- Artist: Cindy Sherman
- Year: 1981
- Type: Photograph
- Medium: Chromogenic color print
- Dimensions: 61 cm × 120 cm (24 in × 48 in)

= Untitled 93 =

1981 photograph by Cindy Sherman

Untitled #93 is a color photograph created by Cindy Sherman in 1981. It is part of her Centerfolds series of 12 photographs made for the Artforum magazine. They were never published there but went to be exhibited publicly the same year, to critical acclaim.

==Description==
The picture depicts a young blonde woman lying in her bed, in underwear, with a tired and sweaty expression, while pulling her black sheets to her chest. She appears distraught as the sunlight fills the entire scene. The picture created debate, since some hinted that the photograph implied a situation of sexual abuse. Sherman denied that interpretation.

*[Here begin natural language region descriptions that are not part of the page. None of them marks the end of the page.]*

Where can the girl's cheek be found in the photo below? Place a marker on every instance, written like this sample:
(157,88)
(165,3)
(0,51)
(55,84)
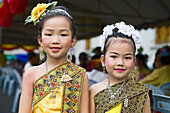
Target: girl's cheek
(130,64)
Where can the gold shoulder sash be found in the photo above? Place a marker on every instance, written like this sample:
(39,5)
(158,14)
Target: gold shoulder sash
(72,89)
(136,95)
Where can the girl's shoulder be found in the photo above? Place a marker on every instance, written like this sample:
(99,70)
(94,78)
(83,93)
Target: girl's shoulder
(34,72)
(96,88)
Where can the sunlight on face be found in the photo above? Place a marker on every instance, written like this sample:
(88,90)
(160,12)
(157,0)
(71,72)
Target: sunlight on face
(56,37)
(119,58)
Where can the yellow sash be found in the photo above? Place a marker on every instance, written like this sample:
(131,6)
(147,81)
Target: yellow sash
(46,106)
(116,109)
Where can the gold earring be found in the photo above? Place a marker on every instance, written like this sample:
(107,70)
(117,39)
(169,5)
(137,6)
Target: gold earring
(133,77)
(69,59)
(41,52)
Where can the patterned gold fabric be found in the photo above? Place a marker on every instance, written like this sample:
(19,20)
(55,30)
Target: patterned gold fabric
(68,99)
(157,77)
(136,95)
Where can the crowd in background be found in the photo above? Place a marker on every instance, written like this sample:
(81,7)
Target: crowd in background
(155,76)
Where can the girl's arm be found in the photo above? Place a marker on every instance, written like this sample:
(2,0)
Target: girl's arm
(147,108)
(26,94)
(84,103)
(92,105)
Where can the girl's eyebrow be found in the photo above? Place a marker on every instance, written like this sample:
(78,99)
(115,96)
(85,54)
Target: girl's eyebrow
(118,53)
(48,30)
(61,30)
(113,53)
(129,54)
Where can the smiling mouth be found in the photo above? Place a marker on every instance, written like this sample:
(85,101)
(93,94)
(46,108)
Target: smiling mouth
(119,70)
(55,49)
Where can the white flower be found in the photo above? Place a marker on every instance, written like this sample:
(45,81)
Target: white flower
(106,32)
(128,30)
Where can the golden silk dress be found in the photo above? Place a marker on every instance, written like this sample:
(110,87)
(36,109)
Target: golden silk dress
(135,93)
(68,97)
(158,76)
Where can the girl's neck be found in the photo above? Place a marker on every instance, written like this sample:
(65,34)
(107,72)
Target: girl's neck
(113,80)
(51,63)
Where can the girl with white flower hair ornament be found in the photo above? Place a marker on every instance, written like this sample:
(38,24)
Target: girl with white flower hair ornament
(57,85)
(119,93)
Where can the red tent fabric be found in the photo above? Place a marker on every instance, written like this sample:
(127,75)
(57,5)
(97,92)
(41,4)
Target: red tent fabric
(10,7)
(17,6)
(5,14)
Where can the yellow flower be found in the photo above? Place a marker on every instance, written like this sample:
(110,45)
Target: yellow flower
(38,11)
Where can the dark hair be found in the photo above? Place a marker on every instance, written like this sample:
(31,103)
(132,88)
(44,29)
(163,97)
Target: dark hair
(143,58)
(115,34)
(164,55)
(31,55)
(53,13)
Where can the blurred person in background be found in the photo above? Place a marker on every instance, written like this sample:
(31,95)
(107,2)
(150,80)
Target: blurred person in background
(84,61)
(161,73)
(2,58)
(141,63)
(33,60)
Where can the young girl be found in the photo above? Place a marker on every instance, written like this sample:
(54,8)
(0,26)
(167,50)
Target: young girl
(55,86)
(119,93)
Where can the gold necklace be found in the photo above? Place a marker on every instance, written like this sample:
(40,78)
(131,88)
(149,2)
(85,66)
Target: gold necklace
(65,78)
(113,95)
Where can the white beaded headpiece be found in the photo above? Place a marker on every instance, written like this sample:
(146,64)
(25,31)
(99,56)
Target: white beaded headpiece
(61,10)
(128,30)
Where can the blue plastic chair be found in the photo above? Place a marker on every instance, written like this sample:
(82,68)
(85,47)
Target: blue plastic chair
(155,90)
(91,82)
(161,103)
(165,88)
(18,91)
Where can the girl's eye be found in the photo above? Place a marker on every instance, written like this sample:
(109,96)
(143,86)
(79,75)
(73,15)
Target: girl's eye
(63,34)
(48,34)
(128,57)
(114,56)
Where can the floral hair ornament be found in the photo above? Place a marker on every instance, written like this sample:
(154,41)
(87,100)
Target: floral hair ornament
(128,30)
(39,12)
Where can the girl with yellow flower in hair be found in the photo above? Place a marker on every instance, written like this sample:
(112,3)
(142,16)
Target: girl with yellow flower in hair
(57,85)
(119,93)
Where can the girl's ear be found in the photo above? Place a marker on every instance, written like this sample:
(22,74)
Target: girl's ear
(134,63)
(102,60)
(74,40)
(39,40)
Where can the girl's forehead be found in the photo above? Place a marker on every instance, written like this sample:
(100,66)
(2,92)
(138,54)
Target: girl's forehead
(57,21)
(120,44)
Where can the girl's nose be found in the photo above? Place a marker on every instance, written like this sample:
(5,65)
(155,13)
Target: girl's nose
(120,62)
(56,40)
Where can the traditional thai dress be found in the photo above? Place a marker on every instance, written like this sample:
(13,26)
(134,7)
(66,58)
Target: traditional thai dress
(135,93)
(158,76)
(69,93)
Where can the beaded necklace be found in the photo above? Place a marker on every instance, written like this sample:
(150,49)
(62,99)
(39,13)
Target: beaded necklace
(113,95)
(65,78)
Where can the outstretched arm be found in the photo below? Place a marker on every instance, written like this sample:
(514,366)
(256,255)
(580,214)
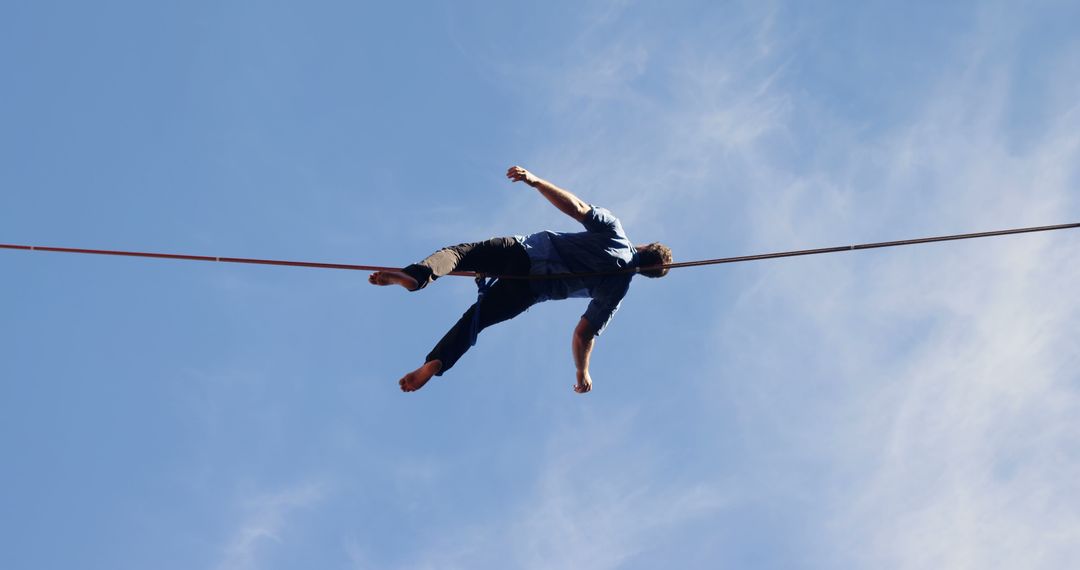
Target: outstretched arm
(584,337)
(565,201)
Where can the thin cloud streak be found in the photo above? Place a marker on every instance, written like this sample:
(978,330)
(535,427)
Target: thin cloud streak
(266,521)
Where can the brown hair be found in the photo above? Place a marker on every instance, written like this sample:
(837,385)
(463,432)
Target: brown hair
(651,256)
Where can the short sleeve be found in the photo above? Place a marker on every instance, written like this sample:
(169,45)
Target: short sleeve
(602,220)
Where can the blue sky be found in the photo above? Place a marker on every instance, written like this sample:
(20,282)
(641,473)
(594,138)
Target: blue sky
(905,408)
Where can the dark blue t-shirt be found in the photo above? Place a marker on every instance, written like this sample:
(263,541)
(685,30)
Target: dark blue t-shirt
(604,246)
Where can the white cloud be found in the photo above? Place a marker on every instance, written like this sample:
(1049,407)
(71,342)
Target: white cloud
(950,369)
(266,520)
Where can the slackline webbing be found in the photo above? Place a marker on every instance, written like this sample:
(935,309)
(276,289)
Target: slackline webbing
(701,262)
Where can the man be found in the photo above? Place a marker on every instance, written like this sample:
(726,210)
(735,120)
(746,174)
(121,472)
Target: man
(603,248)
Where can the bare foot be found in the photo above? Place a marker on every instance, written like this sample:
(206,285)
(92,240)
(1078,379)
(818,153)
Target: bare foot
(416,379)
(393,277)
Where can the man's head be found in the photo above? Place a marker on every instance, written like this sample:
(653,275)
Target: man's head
(651,256)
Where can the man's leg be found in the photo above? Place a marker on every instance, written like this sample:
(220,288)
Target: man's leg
(507,299)
(498,256)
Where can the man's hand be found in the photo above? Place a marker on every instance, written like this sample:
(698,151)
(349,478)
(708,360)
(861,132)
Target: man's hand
(517,174)
(584,382)
(565,201)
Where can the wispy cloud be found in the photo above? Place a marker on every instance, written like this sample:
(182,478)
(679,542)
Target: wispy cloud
(597,503)
(950,370)
(266,520)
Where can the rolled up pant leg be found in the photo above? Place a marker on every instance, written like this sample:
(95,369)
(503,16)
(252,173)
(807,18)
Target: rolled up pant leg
(498,256)
(507,299)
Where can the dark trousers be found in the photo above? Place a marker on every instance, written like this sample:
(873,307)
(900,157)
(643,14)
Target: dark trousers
(507,299)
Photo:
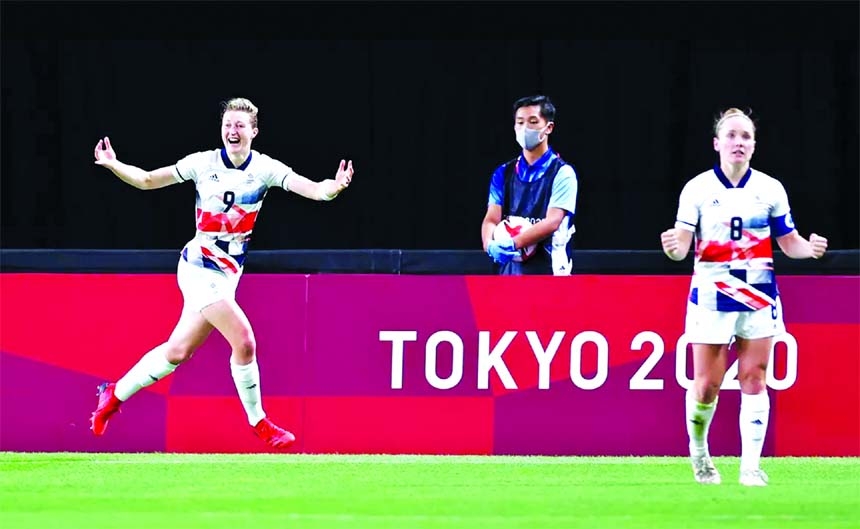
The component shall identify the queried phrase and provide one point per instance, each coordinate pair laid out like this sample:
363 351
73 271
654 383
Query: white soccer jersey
733 268
228 201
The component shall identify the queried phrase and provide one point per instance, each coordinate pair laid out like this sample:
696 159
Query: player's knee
752 380
706 390
178 352
245 347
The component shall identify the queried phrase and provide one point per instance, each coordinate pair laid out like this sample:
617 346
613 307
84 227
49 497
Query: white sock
151 368
755 411
699 418
247 380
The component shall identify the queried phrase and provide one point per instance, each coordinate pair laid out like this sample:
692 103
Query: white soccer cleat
704 470
753 478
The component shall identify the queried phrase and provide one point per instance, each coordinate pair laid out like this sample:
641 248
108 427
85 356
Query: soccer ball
510 228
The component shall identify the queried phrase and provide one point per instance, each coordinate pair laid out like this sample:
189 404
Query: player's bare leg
230 320
753 356
701 403
190 332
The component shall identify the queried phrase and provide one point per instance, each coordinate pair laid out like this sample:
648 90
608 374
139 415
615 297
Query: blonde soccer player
732 211
231 183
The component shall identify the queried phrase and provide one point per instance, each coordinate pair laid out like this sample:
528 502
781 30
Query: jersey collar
725 181
229 165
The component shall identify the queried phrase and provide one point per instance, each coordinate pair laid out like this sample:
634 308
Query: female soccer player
733 210
231 183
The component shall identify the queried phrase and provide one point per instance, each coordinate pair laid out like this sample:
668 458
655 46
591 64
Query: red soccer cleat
274 435
108 405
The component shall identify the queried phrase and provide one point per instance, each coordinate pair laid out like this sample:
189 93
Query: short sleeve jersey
229 199
733 225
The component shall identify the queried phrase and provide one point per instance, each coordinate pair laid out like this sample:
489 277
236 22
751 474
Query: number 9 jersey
733 268
229 199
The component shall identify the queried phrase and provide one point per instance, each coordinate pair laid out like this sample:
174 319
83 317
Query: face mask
529 138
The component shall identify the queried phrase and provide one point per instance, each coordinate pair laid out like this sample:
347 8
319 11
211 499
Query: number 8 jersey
229 199
733 268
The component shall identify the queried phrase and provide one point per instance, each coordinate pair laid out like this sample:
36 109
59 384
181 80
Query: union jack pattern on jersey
733 225
229 199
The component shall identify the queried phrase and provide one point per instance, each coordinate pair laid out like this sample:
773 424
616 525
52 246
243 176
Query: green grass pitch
129 491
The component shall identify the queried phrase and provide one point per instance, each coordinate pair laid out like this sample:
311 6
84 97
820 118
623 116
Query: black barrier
423 262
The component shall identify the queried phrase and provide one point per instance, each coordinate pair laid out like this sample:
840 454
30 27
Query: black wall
419 97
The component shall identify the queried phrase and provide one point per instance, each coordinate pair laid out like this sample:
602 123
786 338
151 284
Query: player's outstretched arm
135 176
676 243
795 246
325 190
491 219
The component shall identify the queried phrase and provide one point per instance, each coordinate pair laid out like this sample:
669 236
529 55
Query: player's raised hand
669 240
819 245
344 175
104 152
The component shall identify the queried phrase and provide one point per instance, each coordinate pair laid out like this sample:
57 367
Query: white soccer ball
510 228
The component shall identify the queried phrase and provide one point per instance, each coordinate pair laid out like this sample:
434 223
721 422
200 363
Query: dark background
419 97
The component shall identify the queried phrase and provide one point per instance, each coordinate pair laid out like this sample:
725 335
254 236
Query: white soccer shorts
202 287
714 327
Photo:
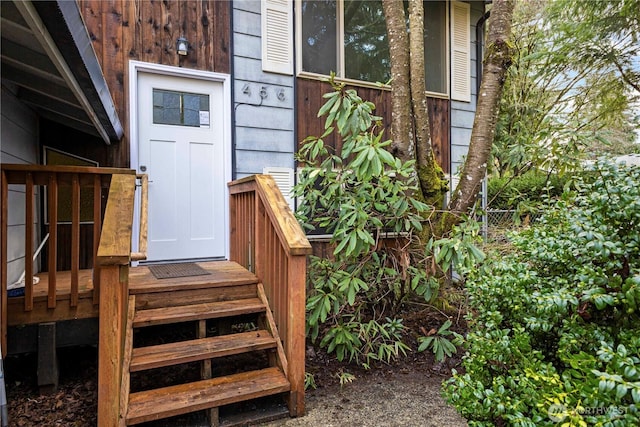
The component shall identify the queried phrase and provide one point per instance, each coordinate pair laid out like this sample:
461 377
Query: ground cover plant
554 333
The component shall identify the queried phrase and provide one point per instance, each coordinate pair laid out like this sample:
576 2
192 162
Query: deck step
181 399
157 356
186 313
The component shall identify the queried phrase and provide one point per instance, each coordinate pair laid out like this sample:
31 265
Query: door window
180 108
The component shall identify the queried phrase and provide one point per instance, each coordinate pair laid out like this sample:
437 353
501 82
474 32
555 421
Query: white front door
180 147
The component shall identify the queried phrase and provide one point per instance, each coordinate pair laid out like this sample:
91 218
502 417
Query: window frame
340 52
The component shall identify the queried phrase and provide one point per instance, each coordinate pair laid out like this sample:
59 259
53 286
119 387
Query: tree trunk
496 63
410 119
401 129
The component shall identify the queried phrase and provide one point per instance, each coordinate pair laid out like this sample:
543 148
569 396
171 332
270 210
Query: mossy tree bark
496 62
410 121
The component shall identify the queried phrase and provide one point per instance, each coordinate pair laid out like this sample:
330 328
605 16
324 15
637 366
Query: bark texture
401 131
496 62
410 119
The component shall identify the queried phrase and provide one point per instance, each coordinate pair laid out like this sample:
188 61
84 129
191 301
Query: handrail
267 239
289 231
144 203
33 179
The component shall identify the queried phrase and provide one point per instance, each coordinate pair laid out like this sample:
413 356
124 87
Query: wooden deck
264 282
141 281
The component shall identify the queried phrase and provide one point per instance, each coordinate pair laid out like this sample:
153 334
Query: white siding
18 144
462 113
263 101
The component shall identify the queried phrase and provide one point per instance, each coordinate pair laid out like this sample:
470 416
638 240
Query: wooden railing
113 258
267 239
50 181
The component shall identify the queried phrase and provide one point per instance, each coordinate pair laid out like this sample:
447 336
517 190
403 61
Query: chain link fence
498 222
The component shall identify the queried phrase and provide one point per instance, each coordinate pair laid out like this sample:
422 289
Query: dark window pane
179 108
435 52
319 36
366 49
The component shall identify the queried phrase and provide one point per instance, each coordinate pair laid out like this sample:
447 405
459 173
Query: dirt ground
394 398
404 394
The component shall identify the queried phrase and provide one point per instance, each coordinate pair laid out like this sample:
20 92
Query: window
350 38
180 108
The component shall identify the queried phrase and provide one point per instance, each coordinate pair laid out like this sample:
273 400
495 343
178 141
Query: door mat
171 271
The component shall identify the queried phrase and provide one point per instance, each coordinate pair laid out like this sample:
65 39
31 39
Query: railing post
114 300
4 213
114 255
295 339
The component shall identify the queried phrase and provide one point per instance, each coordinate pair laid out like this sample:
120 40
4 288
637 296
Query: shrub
555 329
532 188
361 193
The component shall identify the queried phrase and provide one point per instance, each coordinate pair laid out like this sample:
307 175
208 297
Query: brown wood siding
440 126
147 30
309 100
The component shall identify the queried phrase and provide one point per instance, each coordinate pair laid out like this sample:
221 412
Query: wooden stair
200 301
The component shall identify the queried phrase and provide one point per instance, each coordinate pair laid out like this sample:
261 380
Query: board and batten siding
463 113
147 30
263 101
18 144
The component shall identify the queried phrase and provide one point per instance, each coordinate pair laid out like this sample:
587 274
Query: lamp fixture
182 46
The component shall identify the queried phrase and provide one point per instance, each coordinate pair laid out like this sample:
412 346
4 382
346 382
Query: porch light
182 46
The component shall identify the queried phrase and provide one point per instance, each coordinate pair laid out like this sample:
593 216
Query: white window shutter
277 36
460 52
284 180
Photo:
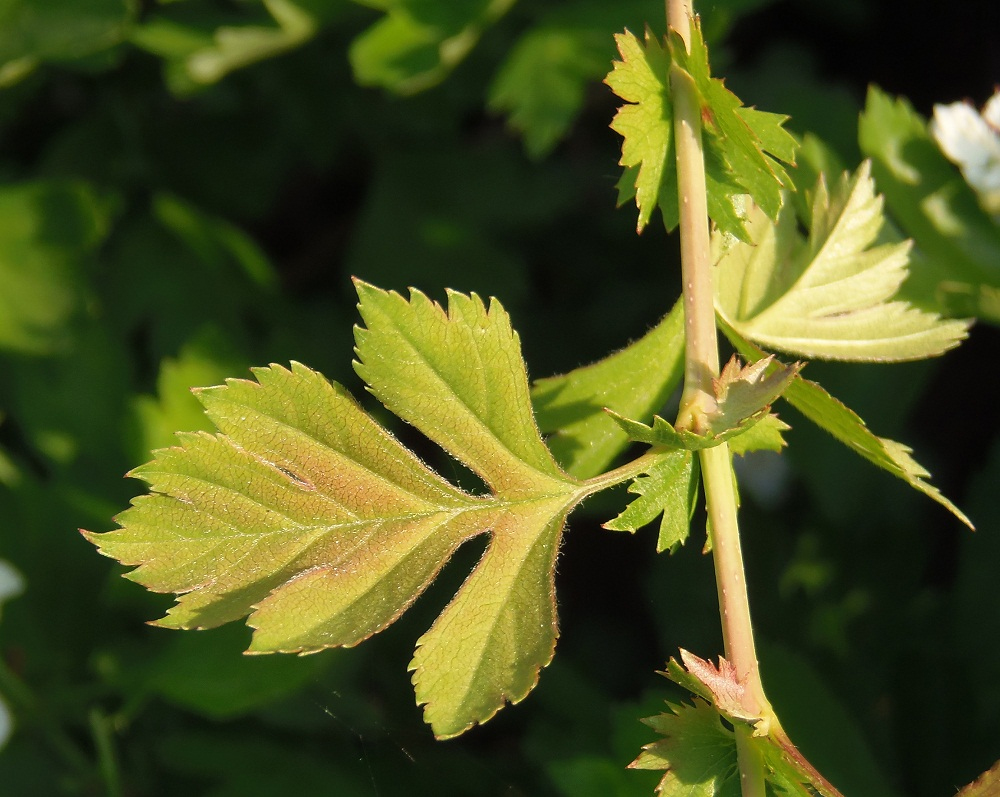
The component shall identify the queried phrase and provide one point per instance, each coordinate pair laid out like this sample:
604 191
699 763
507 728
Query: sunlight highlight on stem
697 400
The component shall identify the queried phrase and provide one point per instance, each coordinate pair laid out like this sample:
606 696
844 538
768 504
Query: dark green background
157 234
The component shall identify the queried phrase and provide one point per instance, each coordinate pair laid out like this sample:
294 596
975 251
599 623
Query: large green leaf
831 295
839 420
307 515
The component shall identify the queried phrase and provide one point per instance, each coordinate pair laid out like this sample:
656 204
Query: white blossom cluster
971 139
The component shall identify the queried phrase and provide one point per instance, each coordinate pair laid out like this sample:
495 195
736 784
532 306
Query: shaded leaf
35 32
418 42
959 244
47 232
697 752
200 48
830 296
542 83
308 516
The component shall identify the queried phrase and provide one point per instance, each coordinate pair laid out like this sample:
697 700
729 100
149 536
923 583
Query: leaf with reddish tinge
308 516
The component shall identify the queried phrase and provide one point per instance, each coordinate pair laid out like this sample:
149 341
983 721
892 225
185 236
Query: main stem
697 402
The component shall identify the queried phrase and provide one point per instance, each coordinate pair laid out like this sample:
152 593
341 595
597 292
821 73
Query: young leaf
766 435
721 694
635 382
742 136
308 516
737 140
829 296
829 414
697 752
743 397
670 487
642 78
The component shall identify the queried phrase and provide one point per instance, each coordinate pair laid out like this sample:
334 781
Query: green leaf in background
958 243
201 48
418 42
845 425
312 519
48 231
634 382
830 296
204 360
541 85
739 142
33 32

She stated that "To me, the whole inspiration for the picture was somebody who'd been up all night drinking and partying and had just gone to sleep five minutes before the sun rose and woke her up. So it bothered me at first when people criticized the picture, seeing the side that I hadn't intended... I was definitely trying to provoke in those pictures."

==Art market==
A print of the photograph was sold by $3,861,000 at Sotheby's New York, on 14 May 2014, the second most expensive by the artist. Another print was sold by $3,150,000 at Christie's New York, on 9 November 2021.

==Collections==
There are prints of this photograph, among full series of the Centerfolds, at the Museum of Modern Art, New York, and the Metropolitan Museum of Art, New York. There are also prints at The Art Institute of Chicago, the Museum Boijmans Van Beuningen, in Rotterdam, the Astrup Fearnley Museet, in Oslo, and the National Gallery of Australia, in Canberra.